Traurig und wütend zugleich ist man derzeit bei der Tierschutzorganisation PETA Deutschland e.V. über den Feinkosthändler Kahn in Augsburg. Ende 2011 riefen Tierschützer zu einer Demonstration vor dem Geschäft von Feinkost Kahn in der Innenstadt auf. Eindrucksvoll wollte man Betreibern und Besuchern zeigen, mit welcher Grausamkeit die Produktion von Gänsestopfleber von statten geht. Die Aktion zeigte unmittelbare Wirkung: Laut Dr. Clemens Heuson vom Helmholtzzentrum für Umweltforschung in Leipzig erklärte die Geschäftsleitung von Feinkost Kahn spätestens ab 2012 die Stopfleber nicht mehr zu verkaufen.
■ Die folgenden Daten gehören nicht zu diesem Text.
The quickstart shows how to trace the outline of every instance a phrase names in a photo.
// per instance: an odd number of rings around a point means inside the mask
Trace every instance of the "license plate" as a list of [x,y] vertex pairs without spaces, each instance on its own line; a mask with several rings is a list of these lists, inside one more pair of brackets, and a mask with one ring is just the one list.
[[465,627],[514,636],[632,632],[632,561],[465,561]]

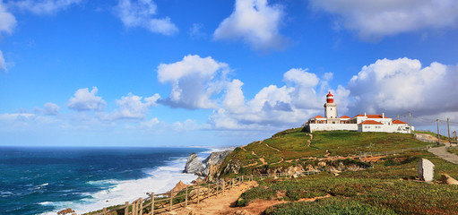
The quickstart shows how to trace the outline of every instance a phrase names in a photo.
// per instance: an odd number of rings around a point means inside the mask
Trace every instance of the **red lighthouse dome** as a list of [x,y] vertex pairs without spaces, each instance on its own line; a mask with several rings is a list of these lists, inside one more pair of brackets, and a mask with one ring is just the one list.
[[331,94],[331,91],[326,95],[326,102],[327,103],[334,103],[334,96]]

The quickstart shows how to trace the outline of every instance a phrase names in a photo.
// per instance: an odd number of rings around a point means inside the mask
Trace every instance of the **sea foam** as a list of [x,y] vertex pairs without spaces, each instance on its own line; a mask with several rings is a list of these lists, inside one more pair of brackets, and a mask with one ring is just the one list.
[[[201,160],[204,159],[211,152],[219,151],[212,150],[198,153]],[[190,184],[197,177],[194,174],[182,173],[187,158],[177,158],[168,163],[167,166],[158,167],[153,169],[145,169],[147,177],[136,180],[99,180],[88,182],[101,187],[109,187],[102,191],[91,194],[87,197],[74,202],[54,202],[46,205],[53,205],[56,208],[54,211],[45,212],[45,215],[55,215],[57,211],[71,208],[77,214],[101,210],[106,207],[125,204],[125,202],[142,197],[146,198],[146,193],[154,192],[161,194],[172,189],[178,181]]]

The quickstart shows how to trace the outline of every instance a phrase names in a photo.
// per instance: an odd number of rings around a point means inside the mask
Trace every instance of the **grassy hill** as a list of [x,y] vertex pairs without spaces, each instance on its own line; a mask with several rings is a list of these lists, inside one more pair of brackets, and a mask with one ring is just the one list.
[[241,163],[242,172],[256,168],[291,166],[301,159],[325,156],[358,155],[359,152],[381,152],[422,148],[431,143],[416,140],[412,134],[358,133],[349,131],[305,133],[302,128],[289,129],[271,138],[237,148],[225,159]]
[[[286,165],[287,159],[297,156],[324,157],[358,154],[359,151],[385,151],[425,147],[430,143],[417,141],[411,134],[354,132],[315,132],[309,133],[291,129],[273,135],[264,142],[253,142],[246,150],[255,150],[256,156],[238,149],[230,156],[250,154],[246,163],[259,160],[277,162],[263,165],[275,168]],[[263,143],[264,146],[263,146]],[[268,146],[265,146],[268,144]],[[265,150],[274,147],[277,150]],[[264,150],[262,149],[264,149]],[[270,149],[270,148],[269,148]],[[454,151],[456,149],[451,149]],[[295,151],[297,150],[297,151]],[[263,153],[268,153],[264,156]],[[229,158],[230,159],[230,158]],[[436,158],[425,150],[409,150],[386,156],[372,163],[372,168],[359,171],[344,171],[334,176],[327,171],[303,178],[257,179],[259,186],[239,196],[237,206],[244,207],[254,201],[285,201],[267,208],[264,214],[458,214],[458,186],[427,184],[418,180],[417,168],[420,159],[435,164],[435,180],[441,174],[458,178],[456,165]],[[282,160],[279,162],[278,160]],[[304,166],[307,159],[297,163]],[[292,162],[294,163],[294,162]],[[248,167],[243,172],[255,168]],[[322,197],[305,202],[307,198]],[[242,208],[243,210],[243,208]]]

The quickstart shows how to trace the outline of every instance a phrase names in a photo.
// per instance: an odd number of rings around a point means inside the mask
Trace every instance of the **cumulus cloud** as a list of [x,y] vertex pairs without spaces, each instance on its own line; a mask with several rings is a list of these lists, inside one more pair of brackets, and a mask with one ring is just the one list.
[[323,82],[316,74],[295,68],[283,74],[283,82],[286,85],[264,87],[246,100],[243,82],[233,80],[221,106],[210,116],[210,125],[217,129],[259,130],[298,126],[323,111],[325,91],[320,91]]
[[178,28],[169,17],[154,18],[157,14],[157,5],[151,0],[119,0],[116,13],[128,28],[143,27],[151,32],[164,35],[178,32]]
[[212,97],[219,94],[226,84],[229,65],[211,56],[186,56],[183,60],[158,66],[158,80],[169,83],[172,90],[161,103],[172,108],[188,109],[214,108]]
[[414,111],[419,115],[458,112],[458,65],[437,62],[423,67],[416,59],[381,59],[365,65],[348,90],[354,108],[371,113]]
[[53,14],[58,11],[65,10],[70,5],[81,3],[82,0],[24,0],[11,2],[11,6],[22,11],[28,11],[35,14]]
[[157,101],[160,98],[160,95],[157,93],[144,99],[129,93],[127,96],[117,100],[117,108],[116,110],[109,114],[99,113],[99,117],[108,121],[117,119],[144,119],[149,108],[157,106]]
[[283,11],[267,0],[236,0],[229,17],[220,23],[215,39],[243,39],[255,49],[281,48],[284,39],[279,33]]
[[345,28],[366,39],[458,24],[455,0],[311,0],[310,4],[336,14]]
[[44,114],[48,116],[56,116],[59,114],[60,107],[52,102],[47,102],[43,108],[35,108],[35,112],[38,114]]
[[0,32],[13,33],[16,26],[16,18],[8,12],[6,5],[0,0]]
[[4,63],[4,53],[0,50],[0,71],[6,72],[6,63]]
[[76,111],[103,110],[107,102],[101,97],[95,95],[98,90],[97,87],[92,87],[91,91],[88,88],[79,89],[68,100],[67,107]]

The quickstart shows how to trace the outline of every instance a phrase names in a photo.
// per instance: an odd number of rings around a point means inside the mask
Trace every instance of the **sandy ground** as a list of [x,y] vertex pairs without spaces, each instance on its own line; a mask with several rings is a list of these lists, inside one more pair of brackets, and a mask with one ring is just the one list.
[[[286,202],[285,201],[277,200],[256,200],[250,202],[246,207],[236,207],[236,202],[242,194],[243,192],[248,190],[251,187],[257,186],[257,183],[250,182],[247,185],[243,185],[238,187],[234,187],[229,191],[226,191],[224,194],[219,196],[212,196],[209,199],[205,199],[200,202],[199,205],[192,204],[187,208],[177,209],[174,211],[169,212],[169,214],[177,215],[203,215],[203,214],[222,214],[222,215],[261,215],[265,209]],[[316,199],[330,197],[330,194],[325,196],[301,199],[298,202],[314,202]],[[166,213],[167,214],[167,213]]]

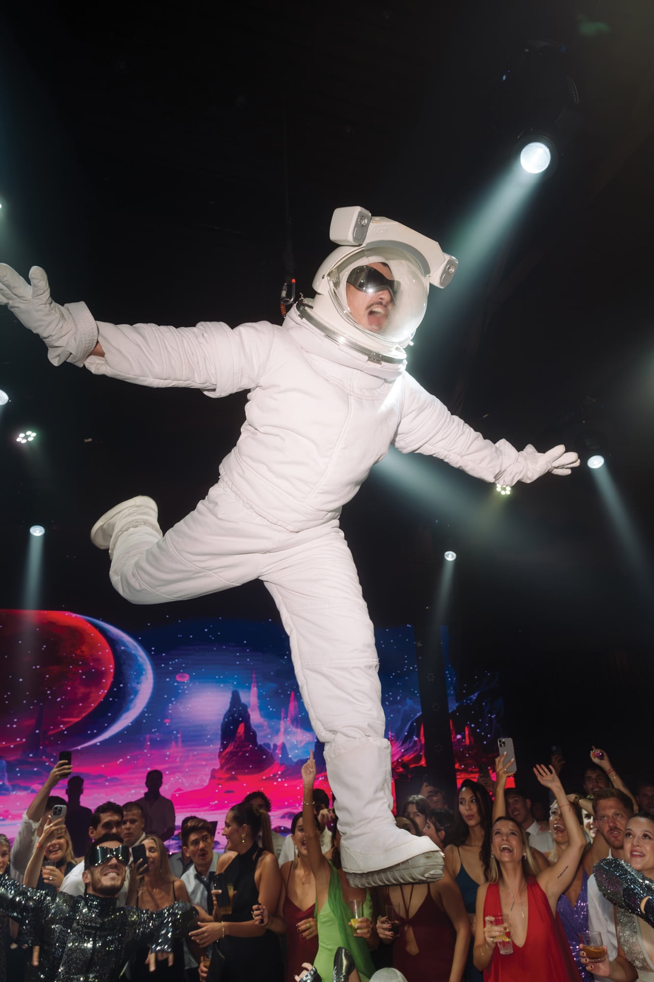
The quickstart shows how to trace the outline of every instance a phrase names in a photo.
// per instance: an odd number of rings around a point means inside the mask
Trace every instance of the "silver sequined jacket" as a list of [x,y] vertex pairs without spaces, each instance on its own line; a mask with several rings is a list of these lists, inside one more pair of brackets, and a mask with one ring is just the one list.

„Im Nachhinein hat sich dies nur als haltloses Versprechen erwiesen, um die Tierschützer abzuspeisen beziehungsweise ruhigzustellen“ so Heuson, der privat in Augsburg wohnt und sich aktiv für den Tierschutz einsetzt. Nach wie vor steht Stopfleber auf der Speisekarte von Feinkost Kahn und ist auch dort zum Kauf erhältlich. Tierschutzorganisationen werfen nunmehr dem Feinkosthändler vor, diesem sei das Leid der Tiere egal. „Hauptsache die Kasse klingelt.“
Eine Behauptung die Hans-Peter Kahn, Geschäftsleiter und Mitarbeiter im Laden in der Fußgängerzone, so nicht stehen lassen möchte. „Wir stehen zu unserem Wort“, sagte er auf Nachfrage unserer Zeitung und erklärte weiter, dass spätestens ab dem Oktober 2012 das Produkt nicht mehr angeboten werde. „Bereits jetzt haben wir unseren Verkauf um rund 70 Prozent reduziert.“ Dass nach wie vor Stopfleber im Hause Kahn sowohl auf Speisekarten im Restaurant, wie auch im Verkauf erhältlich ist, liege laut Kahn daran, dass noch langfristig Verträge mit Händlern bestünden, die auch erfüllt werden müssten. Bereits zum momentanen Zeitpunkt habe man jedoch sowohl weniger Angebot als auch die Quantität bei Produkten mit Stopfleber massiv reduziert. „Wenn wir ein Kilogramm Stopfleber in der Woche verkaufen, ist das viel“, so Kahn.
Er möchte Wort halten und die Forderung der Tierschützer erfüllen, bittet jedoch gleichzeitig um Verständnis, dass Verträge zur Abnahme bis in den Herbst noch für das Unternehmen zu erfüllen seien. „Unsere Mengen sind im Vergleich zu manchen Münchner Feinkosthändlern auch wirklich sehr gering“. Ihm ist es aber ein Anliegen, dass man sich auf sein Wort verlassen kann.
Eine Aussage, welche die Tierschützer freut. „Es zeigt, dass unser Handeln wirklich etwas bewirkt. Wir bedanken uns bei der StadtZeitung, auf unsere Anfragen hin reagierte nämlich das Haus Kahn überhaupt nicht“, so Heuson. Laut Kahn gingen bisweilen noch gar keine E-Mails diesbezüglich ein. Gespannt werden Heuson und die Tierschutzorganisationen schauen, ob der Termin gehalten wird. Auch unsere Zeitung wird hierauf ein Auge haben.